O Tribunal de Contas da União (TCU) optou por encerrar duas apurações que investigavam possíveis irregularidades em operações de financiamento realizadas pelo Banco Nacional de Desenvolvimento Econômico e Social (BNDES) para projetos de engenharia fora do país, incluindo o Porto de Mariel em Cuba e o Estaleiro de Astialba na Venezuela. O ministro Jorge Oliveira foi quem tomou a decisão, e em seu relatório, concluiu que não existiam erros graves o suficiente que pudessem justificar a punição dos envolvidos.

As investigações, que se prolongaram por anos, focaram na concessão de empréstimos para projetos realizados por grandes construtoras brasileiras, como a Odebrecht e a Andrade Gutierrez, em nações como Cuba e Venezuela. Os acordos de financiamento, estabelecidos durante os governos do PT, resultaram em uma dívida total de aproximadamente US$ 1,2 bilhão (R$ 6,592 bilhões) para o Brasil.

Ao examinar os casos, o ministro Jorge Oliveira percebeu erros na avaliação dos projetos realizados pelo BNDES. Porém, ele julgou que tais erros não foram severos o suficiente para configurar irregularidades, e por isso, não impôs punições aos envolvidos.

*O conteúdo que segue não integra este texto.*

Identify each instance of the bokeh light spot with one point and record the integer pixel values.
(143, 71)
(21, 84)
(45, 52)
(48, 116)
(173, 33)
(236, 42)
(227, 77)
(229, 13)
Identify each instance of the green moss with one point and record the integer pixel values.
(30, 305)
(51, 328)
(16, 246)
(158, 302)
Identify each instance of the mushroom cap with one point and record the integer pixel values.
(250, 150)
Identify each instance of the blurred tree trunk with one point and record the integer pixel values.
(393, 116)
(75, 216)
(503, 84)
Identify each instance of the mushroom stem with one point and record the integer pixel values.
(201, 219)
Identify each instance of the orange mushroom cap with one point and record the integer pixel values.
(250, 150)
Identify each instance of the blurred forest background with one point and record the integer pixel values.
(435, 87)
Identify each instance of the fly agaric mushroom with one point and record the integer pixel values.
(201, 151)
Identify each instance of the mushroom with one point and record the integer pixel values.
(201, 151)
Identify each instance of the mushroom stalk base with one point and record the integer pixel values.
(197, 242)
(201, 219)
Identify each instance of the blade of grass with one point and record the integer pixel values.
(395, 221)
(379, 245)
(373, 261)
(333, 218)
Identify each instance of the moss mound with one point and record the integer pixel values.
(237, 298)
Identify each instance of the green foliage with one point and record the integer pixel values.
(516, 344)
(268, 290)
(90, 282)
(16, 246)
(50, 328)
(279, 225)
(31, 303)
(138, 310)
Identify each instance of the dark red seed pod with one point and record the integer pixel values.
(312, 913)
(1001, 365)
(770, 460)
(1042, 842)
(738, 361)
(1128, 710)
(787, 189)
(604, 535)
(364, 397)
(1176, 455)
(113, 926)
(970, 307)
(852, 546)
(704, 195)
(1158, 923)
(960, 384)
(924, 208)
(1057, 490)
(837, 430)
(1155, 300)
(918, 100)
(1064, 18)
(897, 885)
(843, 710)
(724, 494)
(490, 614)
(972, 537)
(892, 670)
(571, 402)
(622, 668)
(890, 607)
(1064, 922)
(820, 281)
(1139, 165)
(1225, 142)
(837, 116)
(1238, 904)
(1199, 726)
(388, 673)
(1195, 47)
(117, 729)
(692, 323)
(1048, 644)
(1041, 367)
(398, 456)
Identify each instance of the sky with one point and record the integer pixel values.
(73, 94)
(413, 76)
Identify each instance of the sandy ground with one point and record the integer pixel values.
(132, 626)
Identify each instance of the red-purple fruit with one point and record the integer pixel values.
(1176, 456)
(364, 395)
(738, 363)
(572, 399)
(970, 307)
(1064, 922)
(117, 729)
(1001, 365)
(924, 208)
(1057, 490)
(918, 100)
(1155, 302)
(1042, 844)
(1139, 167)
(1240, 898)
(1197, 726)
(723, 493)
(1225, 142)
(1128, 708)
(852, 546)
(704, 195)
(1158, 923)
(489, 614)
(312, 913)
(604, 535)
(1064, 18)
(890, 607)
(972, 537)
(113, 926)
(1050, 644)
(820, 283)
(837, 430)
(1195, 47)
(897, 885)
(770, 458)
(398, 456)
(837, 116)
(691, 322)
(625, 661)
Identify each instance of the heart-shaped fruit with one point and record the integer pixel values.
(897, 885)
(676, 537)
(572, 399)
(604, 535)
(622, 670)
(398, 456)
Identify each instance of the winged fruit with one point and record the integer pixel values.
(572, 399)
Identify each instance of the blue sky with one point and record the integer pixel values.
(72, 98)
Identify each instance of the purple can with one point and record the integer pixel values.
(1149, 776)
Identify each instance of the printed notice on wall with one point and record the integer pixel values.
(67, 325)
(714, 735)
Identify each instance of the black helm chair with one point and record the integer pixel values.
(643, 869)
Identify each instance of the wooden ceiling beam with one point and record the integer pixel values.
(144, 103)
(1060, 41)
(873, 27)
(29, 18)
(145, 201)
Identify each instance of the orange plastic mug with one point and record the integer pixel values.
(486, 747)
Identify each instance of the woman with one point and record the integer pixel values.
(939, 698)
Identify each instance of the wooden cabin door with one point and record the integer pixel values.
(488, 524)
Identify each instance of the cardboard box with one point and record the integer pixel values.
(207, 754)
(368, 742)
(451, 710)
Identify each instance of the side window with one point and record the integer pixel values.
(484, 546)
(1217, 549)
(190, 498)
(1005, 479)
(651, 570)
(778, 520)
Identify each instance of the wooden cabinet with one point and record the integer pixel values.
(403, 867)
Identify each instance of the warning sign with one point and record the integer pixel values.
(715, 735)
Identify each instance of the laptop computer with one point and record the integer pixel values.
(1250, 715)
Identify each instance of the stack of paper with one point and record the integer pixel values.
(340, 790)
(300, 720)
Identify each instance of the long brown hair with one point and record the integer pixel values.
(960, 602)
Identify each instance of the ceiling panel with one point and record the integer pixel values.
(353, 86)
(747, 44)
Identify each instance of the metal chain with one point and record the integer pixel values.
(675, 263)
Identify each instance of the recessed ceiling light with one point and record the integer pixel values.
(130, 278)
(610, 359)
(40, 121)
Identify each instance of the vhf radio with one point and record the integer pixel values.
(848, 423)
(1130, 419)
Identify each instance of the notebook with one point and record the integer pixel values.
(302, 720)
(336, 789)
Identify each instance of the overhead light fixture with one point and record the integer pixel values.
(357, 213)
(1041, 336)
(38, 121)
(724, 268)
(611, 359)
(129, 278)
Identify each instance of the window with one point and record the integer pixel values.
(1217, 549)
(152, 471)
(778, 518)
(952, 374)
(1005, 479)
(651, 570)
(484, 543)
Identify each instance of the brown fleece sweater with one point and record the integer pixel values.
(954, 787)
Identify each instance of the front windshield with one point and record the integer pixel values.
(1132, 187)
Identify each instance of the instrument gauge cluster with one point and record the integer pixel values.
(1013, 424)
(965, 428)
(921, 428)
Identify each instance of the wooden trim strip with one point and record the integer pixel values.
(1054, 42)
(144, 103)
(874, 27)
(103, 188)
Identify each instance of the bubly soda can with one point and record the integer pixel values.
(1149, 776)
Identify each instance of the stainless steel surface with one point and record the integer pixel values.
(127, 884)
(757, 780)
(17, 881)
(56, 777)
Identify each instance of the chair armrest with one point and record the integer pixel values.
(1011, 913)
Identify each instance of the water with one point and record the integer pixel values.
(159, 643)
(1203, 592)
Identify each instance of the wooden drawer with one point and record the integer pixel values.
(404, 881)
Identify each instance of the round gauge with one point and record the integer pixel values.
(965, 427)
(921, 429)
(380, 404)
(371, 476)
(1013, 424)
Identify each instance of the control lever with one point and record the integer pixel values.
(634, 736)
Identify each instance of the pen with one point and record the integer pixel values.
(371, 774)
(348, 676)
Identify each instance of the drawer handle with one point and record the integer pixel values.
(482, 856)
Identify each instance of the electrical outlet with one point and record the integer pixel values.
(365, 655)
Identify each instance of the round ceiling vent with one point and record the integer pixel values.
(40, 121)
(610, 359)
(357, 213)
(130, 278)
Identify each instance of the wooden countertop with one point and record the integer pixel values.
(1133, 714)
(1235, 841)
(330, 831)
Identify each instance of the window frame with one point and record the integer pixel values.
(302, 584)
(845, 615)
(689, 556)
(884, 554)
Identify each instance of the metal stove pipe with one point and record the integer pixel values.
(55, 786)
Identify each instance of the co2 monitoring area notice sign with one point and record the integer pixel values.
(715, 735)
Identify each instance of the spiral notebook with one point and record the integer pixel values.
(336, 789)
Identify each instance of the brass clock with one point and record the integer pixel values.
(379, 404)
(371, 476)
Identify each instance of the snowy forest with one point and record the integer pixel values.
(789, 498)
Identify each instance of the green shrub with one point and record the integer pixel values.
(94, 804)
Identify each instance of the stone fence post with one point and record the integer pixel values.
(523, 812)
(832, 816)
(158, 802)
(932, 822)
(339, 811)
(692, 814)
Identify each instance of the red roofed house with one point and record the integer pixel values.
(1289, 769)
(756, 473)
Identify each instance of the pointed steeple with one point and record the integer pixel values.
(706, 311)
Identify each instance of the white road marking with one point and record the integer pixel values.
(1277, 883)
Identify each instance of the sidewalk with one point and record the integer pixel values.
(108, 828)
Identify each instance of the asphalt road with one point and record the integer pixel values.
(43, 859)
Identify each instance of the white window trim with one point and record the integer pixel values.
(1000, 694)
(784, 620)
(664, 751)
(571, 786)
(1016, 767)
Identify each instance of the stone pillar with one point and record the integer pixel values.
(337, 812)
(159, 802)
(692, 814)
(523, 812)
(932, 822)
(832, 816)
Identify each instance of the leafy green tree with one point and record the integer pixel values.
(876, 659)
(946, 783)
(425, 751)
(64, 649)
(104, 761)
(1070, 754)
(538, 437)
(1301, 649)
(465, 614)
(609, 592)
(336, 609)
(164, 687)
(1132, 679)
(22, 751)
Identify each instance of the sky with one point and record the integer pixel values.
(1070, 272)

A decisão do TCU foi embasada nas justificativas apresentadas pelos envolvidos nos contratos de financiamento, incluindo o ex-presidente do BNDES, Luciano Galvão Coutinho. A defesa de Coutinho alegou que a decisão do tribunal “reflete a legalidade e a integridade” dos projetos.

Embora as investigações tenham sido arquivadas, Cuba, Venezuela e Moçambique ainda não pagaram totalmente a dívida que contraíram devido aos empréstimos do BNDES. No presente momento, esses três países têm uma dívida de aproximadamente US$ 431 milhões (R$ 2,367 bilhões) com o Brasil.